Postcard from The Everglades - TIME


----------



## earthfrog (May 18, 2008)

It's very sad and irresponsible that people just dump animals out in the wild like that---these people should never be allowed to buy other pets (I like the microchip idea that traces ownership).


----------



## billschwinn (Dec 17, 2008)

Frow what I understand from informed sources they have caught 6-8 at last count, general consensus is the estimates are a little overdone, with one news report saying they lay 100 eggs a day! anything for ratings I guess.


----------



## Woodsman (Jan 3, 2008)

Sadly, like the beautiful Alligator, some humans will just use this as an excuse to kill them and make vain lady's hand bags out of them. One of my all-time favorite pets was a Burmese Python, just a lovely animal.


----------



## markpulawski (Nov 19, 2004)

I have heard estimates of 30,000 seem to be accurate, far from the 100K originally suggested but still quite a problem. Populations won't be venturing much further north but where they do exist they will become more predominant. Manatee County has had a few sightings which I would guess will increase, I for one would be an advocate of a "big hunt" this winter to remove as many as possible.


----------



## melas (Oct 24, 2007)

markpulawski said:


> ...I for one would be an advocate of a "big hunt" this winter to remove as many as possible.


Yeah I'd be for that as well. As long as the euthanasia was humane and not just simply cutting their heads off and leaving them lay in the swamp. 30,000 is certainly a number that could reasonably be removed.
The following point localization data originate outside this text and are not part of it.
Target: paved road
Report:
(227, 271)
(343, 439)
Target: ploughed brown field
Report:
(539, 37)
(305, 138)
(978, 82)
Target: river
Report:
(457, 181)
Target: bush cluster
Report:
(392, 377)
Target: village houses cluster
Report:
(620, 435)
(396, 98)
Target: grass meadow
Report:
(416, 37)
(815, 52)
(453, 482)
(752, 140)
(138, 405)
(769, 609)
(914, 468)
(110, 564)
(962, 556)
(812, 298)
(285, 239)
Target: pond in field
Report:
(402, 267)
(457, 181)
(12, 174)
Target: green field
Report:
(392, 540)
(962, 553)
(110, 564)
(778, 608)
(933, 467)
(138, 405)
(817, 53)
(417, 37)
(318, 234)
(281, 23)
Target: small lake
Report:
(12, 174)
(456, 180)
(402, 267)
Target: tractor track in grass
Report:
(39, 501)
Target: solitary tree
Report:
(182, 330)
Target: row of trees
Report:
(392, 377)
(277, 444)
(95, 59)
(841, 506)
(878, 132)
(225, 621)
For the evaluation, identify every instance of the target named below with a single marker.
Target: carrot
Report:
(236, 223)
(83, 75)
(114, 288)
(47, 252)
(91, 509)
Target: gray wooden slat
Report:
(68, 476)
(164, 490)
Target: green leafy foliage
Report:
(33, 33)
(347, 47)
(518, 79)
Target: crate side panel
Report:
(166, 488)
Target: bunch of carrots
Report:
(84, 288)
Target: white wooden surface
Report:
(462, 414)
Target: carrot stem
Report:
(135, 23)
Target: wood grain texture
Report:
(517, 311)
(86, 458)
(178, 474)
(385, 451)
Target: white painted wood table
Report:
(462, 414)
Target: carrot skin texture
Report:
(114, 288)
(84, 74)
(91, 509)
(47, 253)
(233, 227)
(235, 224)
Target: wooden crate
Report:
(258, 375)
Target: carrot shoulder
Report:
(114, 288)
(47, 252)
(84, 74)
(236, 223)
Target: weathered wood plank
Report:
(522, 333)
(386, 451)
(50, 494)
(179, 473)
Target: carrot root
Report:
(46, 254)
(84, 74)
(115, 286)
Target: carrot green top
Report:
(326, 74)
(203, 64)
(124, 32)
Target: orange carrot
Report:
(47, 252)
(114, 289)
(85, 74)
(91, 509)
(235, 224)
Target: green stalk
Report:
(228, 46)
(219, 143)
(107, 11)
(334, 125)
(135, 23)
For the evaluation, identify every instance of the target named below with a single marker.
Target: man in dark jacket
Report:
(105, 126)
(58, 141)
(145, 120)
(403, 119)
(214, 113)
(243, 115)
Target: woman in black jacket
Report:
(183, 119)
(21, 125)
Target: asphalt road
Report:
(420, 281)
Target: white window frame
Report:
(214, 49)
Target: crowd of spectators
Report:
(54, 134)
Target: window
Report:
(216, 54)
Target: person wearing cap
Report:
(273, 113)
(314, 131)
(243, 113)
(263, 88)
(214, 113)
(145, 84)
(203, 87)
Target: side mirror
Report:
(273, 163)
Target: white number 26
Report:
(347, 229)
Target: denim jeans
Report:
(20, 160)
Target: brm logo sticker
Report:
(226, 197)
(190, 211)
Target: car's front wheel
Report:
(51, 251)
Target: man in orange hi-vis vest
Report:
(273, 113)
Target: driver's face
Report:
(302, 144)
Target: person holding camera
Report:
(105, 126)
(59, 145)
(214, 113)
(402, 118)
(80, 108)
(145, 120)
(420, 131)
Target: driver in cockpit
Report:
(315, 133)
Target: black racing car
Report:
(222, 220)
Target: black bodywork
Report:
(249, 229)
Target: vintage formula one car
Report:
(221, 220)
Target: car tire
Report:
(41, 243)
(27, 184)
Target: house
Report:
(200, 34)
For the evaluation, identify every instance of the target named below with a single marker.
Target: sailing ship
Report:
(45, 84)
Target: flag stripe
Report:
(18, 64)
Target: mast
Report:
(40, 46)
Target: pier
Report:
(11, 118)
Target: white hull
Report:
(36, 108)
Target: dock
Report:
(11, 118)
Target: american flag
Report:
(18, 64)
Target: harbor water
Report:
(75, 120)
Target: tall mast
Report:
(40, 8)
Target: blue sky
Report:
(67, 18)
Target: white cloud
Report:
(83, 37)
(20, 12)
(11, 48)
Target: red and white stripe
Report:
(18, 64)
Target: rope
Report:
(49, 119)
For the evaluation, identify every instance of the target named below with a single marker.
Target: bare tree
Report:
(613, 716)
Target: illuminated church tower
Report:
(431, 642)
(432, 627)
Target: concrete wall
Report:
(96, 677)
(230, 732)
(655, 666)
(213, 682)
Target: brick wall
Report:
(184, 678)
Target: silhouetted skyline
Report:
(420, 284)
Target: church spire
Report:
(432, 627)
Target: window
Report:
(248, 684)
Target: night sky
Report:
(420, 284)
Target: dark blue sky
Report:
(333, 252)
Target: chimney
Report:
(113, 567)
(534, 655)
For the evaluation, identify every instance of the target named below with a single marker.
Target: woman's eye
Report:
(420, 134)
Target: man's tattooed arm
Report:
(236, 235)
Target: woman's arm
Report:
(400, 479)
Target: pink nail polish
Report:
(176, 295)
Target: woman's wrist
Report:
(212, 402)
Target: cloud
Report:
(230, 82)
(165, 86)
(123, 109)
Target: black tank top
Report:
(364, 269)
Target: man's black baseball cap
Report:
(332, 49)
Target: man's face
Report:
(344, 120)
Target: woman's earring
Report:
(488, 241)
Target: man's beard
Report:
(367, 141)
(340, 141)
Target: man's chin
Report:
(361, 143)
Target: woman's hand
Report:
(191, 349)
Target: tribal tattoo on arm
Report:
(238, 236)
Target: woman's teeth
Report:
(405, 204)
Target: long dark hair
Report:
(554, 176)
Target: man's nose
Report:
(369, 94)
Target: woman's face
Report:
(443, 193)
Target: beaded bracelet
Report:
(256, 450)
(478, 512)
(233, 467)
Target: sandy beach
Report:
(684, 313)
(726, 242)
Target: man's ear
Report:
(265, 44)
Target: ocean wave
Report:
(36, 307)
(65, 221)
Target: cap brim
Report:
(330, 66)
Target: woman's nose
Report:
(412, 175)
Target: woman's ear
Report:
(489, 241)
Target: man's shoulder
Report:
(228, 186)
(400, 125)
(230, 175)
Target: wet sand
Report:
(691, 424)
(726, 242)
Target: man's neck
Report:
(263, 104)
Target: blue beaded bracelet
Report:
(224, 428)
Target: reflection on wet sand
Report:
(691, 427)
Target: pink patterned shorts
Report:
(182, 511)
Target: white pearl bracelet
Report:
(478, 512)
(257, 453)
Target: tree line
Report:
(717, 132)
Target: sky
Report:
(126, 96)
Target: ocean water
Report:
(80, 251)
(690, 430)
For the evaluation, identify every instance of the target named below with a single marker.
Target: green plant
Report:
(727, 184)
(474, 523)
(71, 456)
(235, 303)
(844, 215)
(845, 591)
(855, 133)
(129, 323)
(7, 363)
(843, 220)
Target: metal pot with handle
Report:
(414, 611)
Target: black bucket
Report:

I think we should act now though before it does get out of hand.

I have two large burmese pythons and I love them both. Sweet, gentle animals but they definitely do not belong in the everglades . . .


----------



## Philsuma (Jul 18, 2006)

Lots of opinions and theory from Herpers and Fl residents to be found in this thread and Forum:

FieldHerpForum.com • View topic - Worst threat to S. Florida?


----------



## swampfoxjjr (Nov 13, 2007)

Though I agree, people releasing their pets into the wild when they become unmanageable is very irresponsible, as a southern Florida resident I feel compelled to clear up what might be a slight overreaction to this practice. Again, I do not condone it at all so don't get me wrong. I just want to point out that the truly large animals coming out of the everglades now and the numbers of them are a result of hurricane damage to holding facilities of importers in the early 90's. In many cases the entire facility was destroyed and upwards of 1,000 animals released into the wild.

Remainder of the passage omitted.